As the issue has come alive in the national dialogue, WashTech has kept up a steady stream of newsworthy events. One of its most recent was the launch a few weeks ago of a Web-based “offshore tracker” (www.techsunite.org/offshore) that aspires to document, company by company, the number of jobs sent overseas. The union has also put forward people who can show the human face of outsourcing. One, Mercer Island–based Myra Bronstein, has become a media phenomenon. Last year, the 40-year-old was part of a group of high-paid software testers laid off by the Bellevue firm WatchMark Corp. To receive severance and unemployment benefits, she says she was compelled to train replacement workers flown in from India. (The company has said in a statement that Bronstein volunteered.) At a meeting, according to Bronstein, her supervisor announced, “I’d like to introduce my new staff to my old staff.”

While maintaining this news offensive, WashTech has also set up organizing committees, largely run by volunteers, in high-tech locales around the country, including the Silicon Valley.

“This is about our voice being just as important as powerful corporations,” says Courtney. “When you hear from the other side, all you hear about is profits, efficiency, and stock prices. You never hear about the values of job security, democracy, the right of workers to have health care.”

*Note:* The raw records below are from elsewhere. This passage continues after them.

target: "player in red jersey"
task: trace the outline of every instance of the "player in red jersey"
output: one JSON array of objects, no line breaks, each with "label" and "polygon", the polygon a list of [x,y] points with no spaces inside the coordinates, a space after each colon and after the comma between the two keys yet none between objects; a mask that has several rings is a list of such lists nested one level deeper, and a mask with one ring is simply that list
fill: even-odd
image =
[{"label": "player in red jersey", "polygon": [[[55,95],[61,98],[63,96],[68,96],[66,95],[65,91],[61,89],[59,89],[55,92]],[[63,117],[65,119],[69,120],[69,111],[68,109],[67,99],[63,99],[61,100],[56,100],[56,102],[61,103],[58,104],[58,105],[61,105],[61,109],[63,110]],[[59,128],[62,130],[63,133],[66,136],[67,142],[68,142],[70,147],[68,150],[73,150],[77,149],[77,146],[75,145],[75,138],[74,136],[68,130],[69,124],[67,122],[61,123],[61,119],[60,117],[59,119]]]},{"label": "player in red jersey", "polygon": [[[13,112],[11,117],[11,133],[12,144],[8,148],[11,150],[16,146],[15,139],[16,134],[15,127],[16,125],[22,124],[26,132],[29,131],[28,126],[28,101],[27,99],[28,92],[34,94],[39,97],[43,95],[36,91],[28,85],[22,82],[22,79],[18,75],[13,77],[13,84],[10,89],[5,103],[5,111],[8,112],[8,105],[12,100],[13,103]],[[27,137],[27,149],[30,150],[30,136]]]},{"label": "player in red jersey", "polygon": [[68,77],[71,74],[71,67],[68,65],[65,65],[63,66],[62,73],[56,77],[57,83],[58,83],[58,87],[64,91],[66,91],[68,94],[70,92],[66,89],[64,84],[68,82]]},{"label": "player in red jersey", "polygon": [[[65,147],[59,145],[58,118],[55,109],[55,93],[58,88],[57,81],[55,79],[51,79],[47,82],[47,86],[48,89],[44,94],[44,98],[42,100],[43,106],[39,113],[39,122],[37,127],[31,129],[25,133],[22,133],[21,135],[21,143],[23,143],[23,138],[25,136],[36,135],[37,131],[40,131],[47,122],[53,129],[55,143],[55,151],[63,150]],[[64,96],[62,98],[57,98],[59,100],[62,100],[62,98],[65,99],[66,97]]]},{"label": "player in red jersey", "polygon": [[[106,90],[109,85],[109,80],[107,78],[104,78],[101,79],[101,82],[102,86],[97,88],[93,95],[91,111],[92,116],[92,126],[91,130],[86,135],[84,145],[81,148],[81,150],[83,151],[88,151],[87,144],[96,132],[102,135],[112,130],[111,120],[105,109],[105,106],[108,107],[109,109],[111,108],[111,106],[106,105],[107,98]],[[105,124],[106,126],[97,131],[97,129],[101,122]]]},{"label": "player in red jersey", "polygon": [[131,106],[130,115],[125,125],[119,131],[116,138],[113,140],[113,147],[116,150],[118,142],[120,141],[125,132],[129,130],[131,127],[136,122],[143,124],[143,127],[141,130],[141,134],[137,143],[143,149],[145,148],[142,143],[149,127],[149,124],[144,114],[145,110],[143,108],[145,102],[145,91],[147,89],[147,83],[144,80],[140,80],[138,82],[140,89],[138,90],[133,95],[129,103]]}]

Though such a discussion of values is laudable, one wouldn’t necessarily look to Courtney to address the larger economic questions around outsourcing, such as whether it will ultimately benefit or ruin the American economy. His relentless focus is the human cost of corporate cost cutting. He is reluctant to recognize the benefits to India and other countries overseas. His antagonism to any American work being done by workers abroad, or by foreign workers who come here, can seem to carry a whiff of xenophobia, though he vociferously denies it. A reporter from the Hindustan Times in India recently e-mailed Courtney to ask whether Americans had developed “ill feelings toward Indians.”

Still, Courtney asks a good question: “Is the only way we can raise people up from poverty to impoverish ourselves?” For workers in this country, WashTech is providing a forum to tell their side of the story.